Donations of homemade and unopened store-bought PPE such as masks, goggles, gloves and face shields continue to be welcomed. In addition, the resilience hubs are now accepting sanitation supplies including bleach, disinfecting wipes, paper towels, and toilet paper.

To date, the resilience hubs have received:

  • 12,153 Unused and Unopened Surgical Masks
  • 8,735 Pairs of Disposable Gloves
  • 7,069 N95 Masks
  • 288 Homemade Masks
  • 590 Unused Medical Gowns
  • 204 Homemade or Locally Manufactured Face Shields
  • 315 Pairs of Unused Eyewear or Goggles

Yet, thousands more are needed. The resilience hubs continue to welcome donations from the public. Three non-profits are hosting the resilience hubs: KROC Center in Kapolei, KEY Project in Kahalu‘u and YMCA in Kalihi. Items may be dropped off at the following times and locations:

KROC Center in Kapolei

91-3257 Kualakai Parkway, ʻEwa Beach, HI 96706

Drop-off hours: 9 a.m. – 12 p.m., or by appointment

Phone: (808) 682-5505

KEY Project

47-200 Waiheʻe Road, Kāneʻohe, HI 96744

Drop-off hours: 9 a.m. – 12 p.m., or by appointment

Phone: (808) 239-5777

Kalihi YMCA

1335 Kalihi St., Honolulu, HI 96819

Drop-off hours: 9 a.m. – 11 a.m., or by appointment

Phone: (808) 848-2494

Behavioral health and homelessness service providers may continue to submit requests for PPE using the Support & Supply form on the Behavioral Health and Homelessness Statewide Unified Response Group (BHHSURG) website. Walk-in requests for PPE are not being accepted at this time. Orders are being completed in phases and pick-ups are coordinated directly with providers.
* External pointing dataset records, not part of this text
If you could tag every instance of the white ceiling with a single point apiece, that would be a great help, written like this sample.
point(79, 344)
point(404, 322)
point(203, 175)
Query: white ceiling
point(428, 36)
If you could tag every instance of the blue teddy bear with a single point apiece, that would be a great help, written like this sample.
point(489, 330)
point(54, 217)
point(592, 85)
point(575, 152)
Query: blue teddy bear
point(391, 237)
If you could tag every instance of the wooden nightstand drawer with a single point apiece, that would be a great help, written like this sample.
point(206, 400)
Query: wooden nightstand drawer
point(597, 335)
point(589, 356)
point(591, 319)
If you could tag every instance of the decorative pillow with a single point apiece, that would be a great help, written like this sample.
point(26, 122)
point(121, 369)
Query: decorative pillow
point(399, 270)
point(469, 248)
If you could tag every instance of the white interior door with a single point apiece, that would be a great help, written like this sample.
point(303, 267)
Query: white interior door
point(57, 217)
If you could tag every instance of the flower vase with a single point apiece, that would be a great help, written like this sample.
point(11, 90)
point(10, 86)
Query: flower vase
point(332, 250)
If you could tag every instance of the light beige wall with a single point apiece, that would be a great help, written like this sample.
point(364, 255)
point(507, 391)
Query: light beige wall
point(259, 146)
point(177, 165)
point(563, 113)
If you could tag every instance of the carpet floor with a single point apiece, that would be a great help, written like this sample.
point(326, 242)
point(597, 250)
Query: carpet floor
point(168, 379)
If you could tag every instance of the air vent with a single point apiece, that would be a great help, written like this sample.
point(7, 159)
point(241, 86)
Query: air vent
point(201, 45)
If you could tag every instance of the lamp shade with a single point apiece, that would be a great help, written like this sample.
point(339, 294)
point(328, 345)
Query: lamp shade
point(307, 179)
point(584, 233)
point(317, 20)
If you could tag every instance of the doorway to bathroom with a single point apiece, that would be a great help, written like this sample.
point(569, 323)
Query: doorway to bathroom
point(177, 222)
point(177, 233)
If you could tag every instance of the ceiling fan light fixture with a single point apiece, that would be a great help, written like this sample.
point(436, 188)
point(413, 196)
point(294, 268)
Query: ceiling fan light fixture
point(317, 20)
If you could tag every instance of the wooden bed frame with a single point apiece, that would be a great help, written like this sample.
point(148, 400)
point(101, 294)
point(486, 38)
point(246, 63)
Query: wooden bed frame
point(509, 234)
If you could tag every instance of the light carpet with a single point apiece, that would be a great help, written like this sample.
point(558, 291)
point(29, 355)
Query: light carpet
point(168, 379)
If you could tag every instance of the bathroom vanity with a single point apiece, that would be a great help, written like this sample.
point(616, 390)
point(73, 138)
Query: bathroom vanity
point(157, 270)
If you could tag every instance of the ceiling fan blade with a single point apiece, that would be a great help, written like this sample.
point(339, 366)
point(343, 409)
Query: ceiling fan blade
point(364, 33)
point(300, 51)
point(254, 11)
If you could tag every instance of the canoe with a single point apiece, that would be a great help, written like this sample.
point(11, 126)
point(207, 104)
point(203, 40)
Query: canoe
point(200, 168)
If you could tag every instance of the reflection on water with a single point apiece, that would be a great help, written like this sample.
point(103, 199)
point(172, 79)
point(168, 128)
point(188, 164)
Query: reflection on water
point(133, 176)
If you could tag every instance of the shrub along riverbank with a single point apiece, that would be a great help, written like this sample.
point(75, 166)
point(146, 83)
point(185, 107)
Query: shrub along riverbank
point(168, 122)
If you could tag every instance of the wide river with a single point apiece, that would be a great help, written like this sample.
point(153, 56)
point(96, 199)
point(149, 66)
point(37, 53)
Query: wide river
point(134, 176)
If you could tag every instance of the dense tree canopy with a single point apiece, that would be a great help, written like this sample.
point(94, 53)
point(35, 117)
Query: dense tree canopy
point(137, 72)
The BHHSURG is a partnership with the Hawai‘i Department of Health, the Office of the Governor’s Coordinator on Homelessness, the Hawai‘i Department of Human Services, the University of Hawaiʻi, and the Hawaiʻi Public Health Institute. Funds for the effort were donated from BlackSand Capital into the Hawai‘i Resilience Fund, with a match from the Hawai‘i Community Foundation. In addition, a significant donation was made by the Tzu Chi Foundation.